Various methods can be used as an initial step for lumen segmentation. We used Bronchinet due to its state-of-the-art performance [3], speed, and open-source availability which enabled retraining on the low-dose scans in this study. Fully automated bronchial parameter calculation has been previously proposed using tools trained on manually traced borders alongside older algorithms such as FWHM, intensity-based, and phase congruency [29, 30]. However, previous research shows that manual and FWHM measurement overestimates the airway wall [31], which is also evident when used to measure the COPDGene phantom (Table S2). Compared to these approaches the advantage of our method is that Opfront was optimised on a phantom with precise physical measurements, eliminating the bias in wall measurements that comes with the previously mentioned approaches. The pipeline output is a ready-to-use 3D model of the airways, which has potential applications in tasks such as virtual bronchoscopy, airflow simulation, and 3D printing. Deploying the pipeline in a docker image provides the method as ready-to-use and implementable in clinical practice. For lumen segmentation, good results could be readily achieved by using the publicly available trained model bundled with Bronchinet [3], which uses airway segmentations for training from the Danish Lung Cancer Screening Trial [32] in combination with an Erasmus-MC Sophia (cystic fibrosis) dataset [33]. The ImaLife scan protocol has a lower radiation dose with a total DLP of < 100 mGycm, and more noise in the scans; retraining the tools resulted in better performance [13]. For maximum performance on different datasets, optimising the pipeline for the target CT protocol may be necessary. This was achieved by re-training the Bronchinet with efficiently generated ground truths, and tuning Opfront using a physical phantom.
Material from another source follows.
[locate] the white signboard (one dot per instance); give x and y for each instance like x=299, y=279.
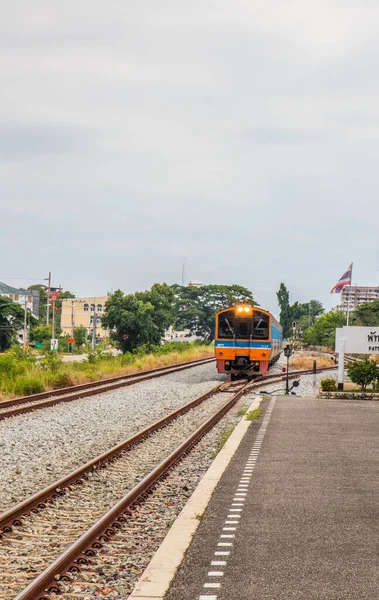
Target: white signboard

A limitation of this study is the lack of severe airway disease in the cohort as the ImaLife study comprises a general population. Evaluation of severe cases is important prior to adoption in a clinical setting, where scan protocol may also change. For the analysis, we assumed that there are no short-term differences in bronchial parameters between the scans. However, factors such as illness or smoking before the scan could have an impact on the bronchial parameter results. This would tend to increase variability between scans, which could mean that the actual scan-rescan repeatability may be better than we currently report. The methods used do not perform anatomical airway labelling, and so we could not compare the repeat measurements of specific airway branches directly. Instead, we focused on average values per generation for participants. Lastly, Bronchinet does not guarantee a fully connected airway segmentation, some peripheral branches may be discarded during measurement. For cases with an occluded lumen, this could result in the exclusion of segmented airways beyond the blockage.

In conclusion, we demonstrate a comprehensive and fully automatic pipeline for bronchial parameter measurement on low-dose CT using open-source tools. Based on the results of short-term repeat CT scanning, the pipeline provides reliable bronchial parameters down to the 6th generation. Overall, these methods enable the exploration of bronchial parameters in large low-dose CT datasets after an initial investment in the training and optimisation of deep learning and optimal-surface graph-cut methods.